Recreation Department Director Amy Hamilton told The Citizen that booths stretched all around Town Hall for the first time this year, making a complete loop with groups exhibiting outside the yellow Town Center building. There were around 150 booths in all.
On display for curious residents was the DASH, Bedford’s new on-demand shuttle.
“What’s great is that most people already knew something about it,” said Carla Olson, Bedford’s Healthy Communities Coordinator. The DASH launched a week ago and is off to a great start, Olson added, already making up to seven trips a day.
Town departments like the Bedford Police have tables at Bedford Day to answer questions and engage with residents, showing “a smile behind the badge,” said Patrol Officer Thomas Devine.
Many booths were selling apparel, raffle tickets, or food and drinks to raise money for local causes. Bedford High School Baseball donated profits from sales of their Bucs gear to the fundraising campaign for Dave Ahern, “a former Bedford baseball player and a great alumni,” said coach and BHS graduate Gunnar Olson. Ahern passed away recently at the age of 28; friends have raised more than $85,000 for Ahern’s family through GoFundMe.
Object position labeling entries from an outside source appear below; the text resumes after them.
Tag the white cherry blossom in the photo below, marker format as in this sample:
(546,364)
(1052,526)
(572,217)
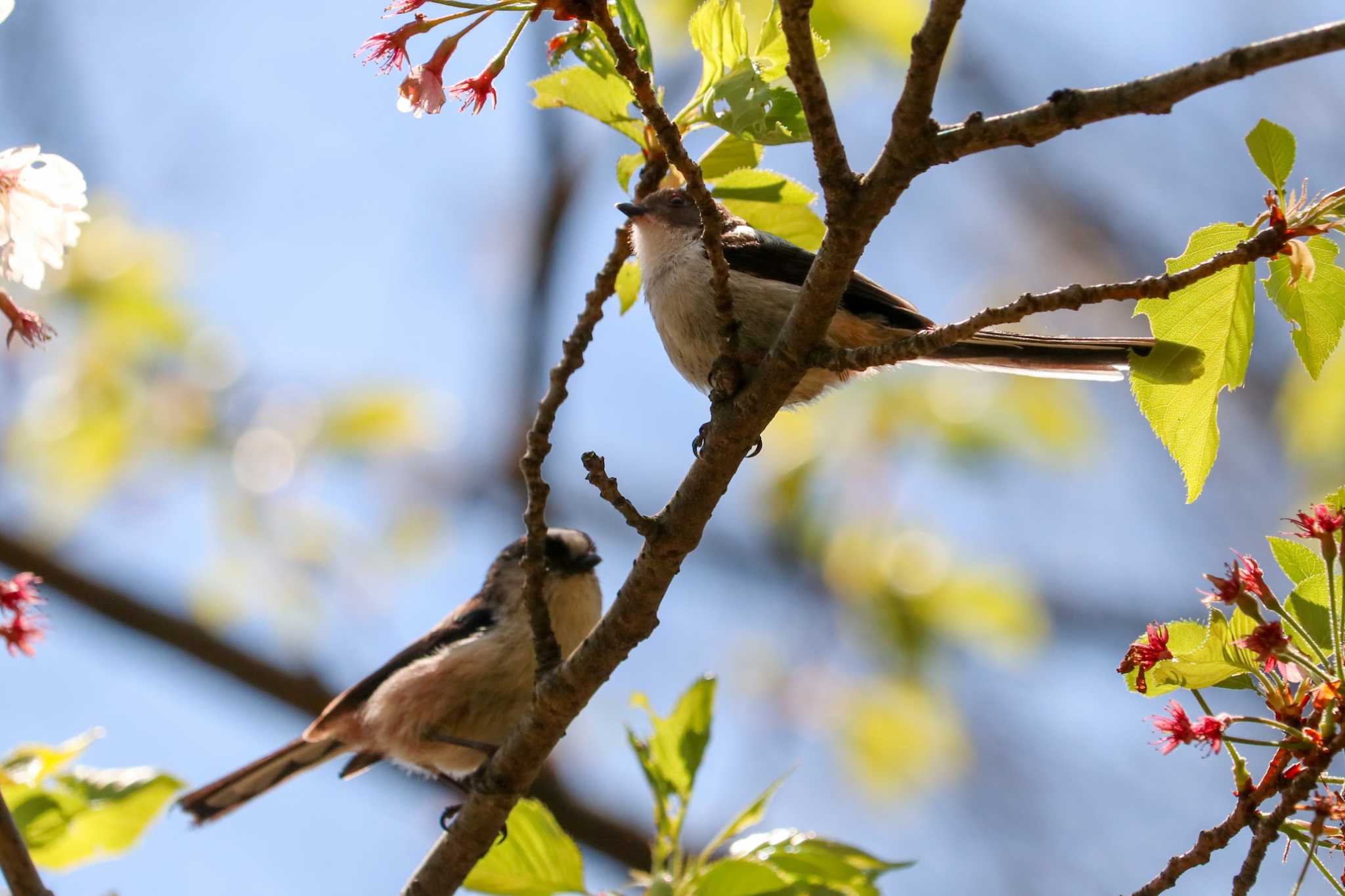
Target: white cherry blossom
(42,199)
The American Cancer Society’s Relay for Life, which will hold their twelfth Bedford event next spring (tentative dates: May 20-21), hoped to spread the word at their booth for other local events throughout the year including Bark for Life and Pulling for Hope.
“It’s such a welcoming community here,” said Communities for Restorative Justice (C4RJ) board member Sharon Weisner. Working closely with the Bedford Police Department, C4RJ facilitates alternatives to the court and prison system in Bedford and in other area towns.
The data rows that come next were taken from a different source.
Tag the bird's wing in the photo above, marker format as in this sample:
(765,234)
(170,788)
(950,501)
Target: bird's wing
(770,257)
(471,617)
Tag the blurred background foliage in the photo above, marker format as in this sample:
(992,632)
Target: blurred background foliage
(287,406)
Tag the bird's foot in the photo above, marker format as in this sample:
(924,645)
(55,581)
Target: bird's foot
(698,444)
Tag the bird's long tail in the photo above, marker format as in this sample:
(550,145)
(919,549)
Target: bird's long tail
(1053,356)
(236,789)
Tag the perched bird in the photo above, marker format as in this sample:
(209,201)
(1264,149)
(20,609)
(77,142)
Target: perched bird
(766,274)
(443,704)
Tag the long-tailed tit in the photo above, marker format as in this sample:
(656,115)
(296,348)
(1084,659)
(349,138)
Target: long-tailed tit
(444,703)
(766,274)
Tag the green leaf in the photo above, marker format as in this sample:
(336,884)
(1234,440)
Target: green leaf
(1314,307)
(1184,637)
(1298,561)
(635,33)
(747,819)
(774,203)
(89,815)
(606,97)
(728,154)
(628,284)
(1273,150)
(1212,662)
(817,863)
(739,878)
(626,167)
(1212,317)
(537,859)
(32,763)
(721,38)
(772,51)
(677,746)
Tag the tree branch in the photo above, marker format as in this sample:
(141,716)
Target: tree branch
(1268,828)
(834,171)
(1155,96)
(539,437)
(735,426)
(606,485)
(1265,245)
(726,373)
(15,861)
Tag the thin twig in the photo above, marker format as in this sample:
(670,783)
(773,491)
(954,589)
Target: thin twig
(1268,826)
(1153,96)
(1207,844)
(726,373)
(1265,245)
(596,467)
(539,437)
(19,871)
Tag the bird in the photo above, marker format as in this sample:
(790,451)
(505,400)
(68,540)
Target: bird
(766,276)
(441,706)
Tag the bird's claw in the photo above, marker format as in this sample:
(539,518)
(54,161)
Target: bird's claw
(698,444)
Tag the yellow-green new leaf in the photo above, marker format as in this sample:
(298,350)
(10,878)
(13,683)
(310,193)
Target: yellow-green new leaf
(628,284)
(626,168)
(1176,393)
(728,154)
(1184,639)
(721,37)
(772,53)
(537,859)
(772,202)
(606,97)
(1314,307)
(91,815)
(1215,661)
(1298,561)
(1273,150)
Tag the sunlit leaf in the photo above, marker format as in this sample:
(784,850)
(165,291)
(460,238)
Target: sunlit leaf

From the semi-annual Friends of the Public Library book sale to the Arts & Crafts Society art show, the ever-popular dunk tank, and the Bedford 4H Club display, Bedford Day again offered something for all residents this year.
And not just human residents. The Rotchford family brought their Great Pyrenees dog, Jack, to the festivities.
“He loves Bedford Day,” said owner Annie Rotchford. “He gets petted so much!”